The borders of the United States are monitored carefully by US ICE, Immigration and Customs Enforcement. Their stated primary task is to protect the country from crime and terrorism (in no particular order) by policing the borders, preventing anything shady from getting in, and generally trying to make everyone feel safe that they keep Them safely away from US citizens. Last week deputy chief of the local border patrol Joe Giuliano spoke to a group of 200 or so residents of San Juan Island, which is technically part of the state of Washington. It turns out that periodic citizenship checks are performed on passengers riding the ferryboats to and from the island, just in case anyone is trying to sneak into the country that way, and it has the locals a little concerned. Giuliano also told a story about ongoing realtime monitoring of radiation sources happening on US highways, in particular along Interstate-5. The story he told had to do with a car tripping a radiation detector positioned near the Bow-Edison exit of I-5; the agent watching the radiation detector gave chase, pulled the car over inside of a minute, and searched the vehicle.
What the agent discovered was not a dirty bomb or a nuclear device headed for the off-ramp but a housecat undergoing radiation treatment for cancer; the residual radiation tripped the detector. This isn't as out there as it sounds - it's happened rarely to human patients as well, but think about this: They were traveling at 70 miles per hour on a busy highway. That's one sensitive detector.
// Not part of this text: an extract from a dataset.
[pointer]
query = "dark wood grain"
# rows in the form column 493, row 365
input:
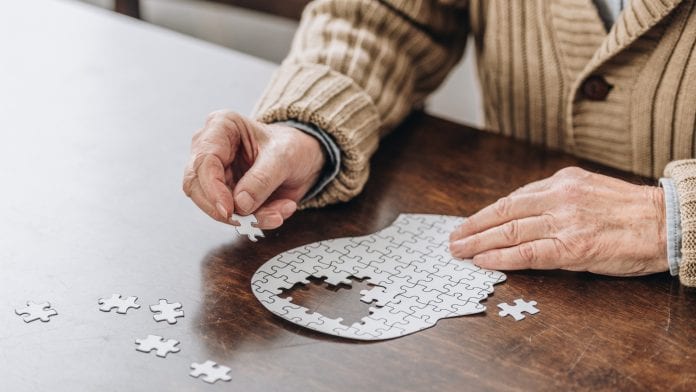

Then again, this might not surprise some of you. This is the same country that recently turned a British author away on grounds of 'moral turpitude'. Sebastian Horsley was flying into the United States to attend the release party of his book Dandy In the Underworld on this side of the pond. Horsley is notorious in England for living the life of a modern-day dandy - in particular, sex, drugs, and tailored clothing are his thing (in comparison to life in the US, one might suppose that it was the tailored clothing that was offensive). It is known that having any drug offenses on your record are grounds for denial of entry to this country; Horsley has a quarter-century old arrest for possession of amphetamine sulfate in England (for which he was given a conditional release) and has been clean for three years.
I find it ironic that one can learn how to chop cocaine, cook a hit of smack, watch someone shot execution-style, and see a man's bare ass on prime time television in this country, but living it up (not necessarily in a healthy manner, let me add - while the possible consequences of Horsley's lifestyle are on his head and his alone I cannot in good conscience condone many of his actions) can get one turned away from a business trip. So far as I know, even Hunter S. Thompson didn't run into anything like this, and the excesses of his lifestyle are legendary. I guess it's because Thompson was into guns as well as drugs and raising hell - that's more socially acceptable, one supposes.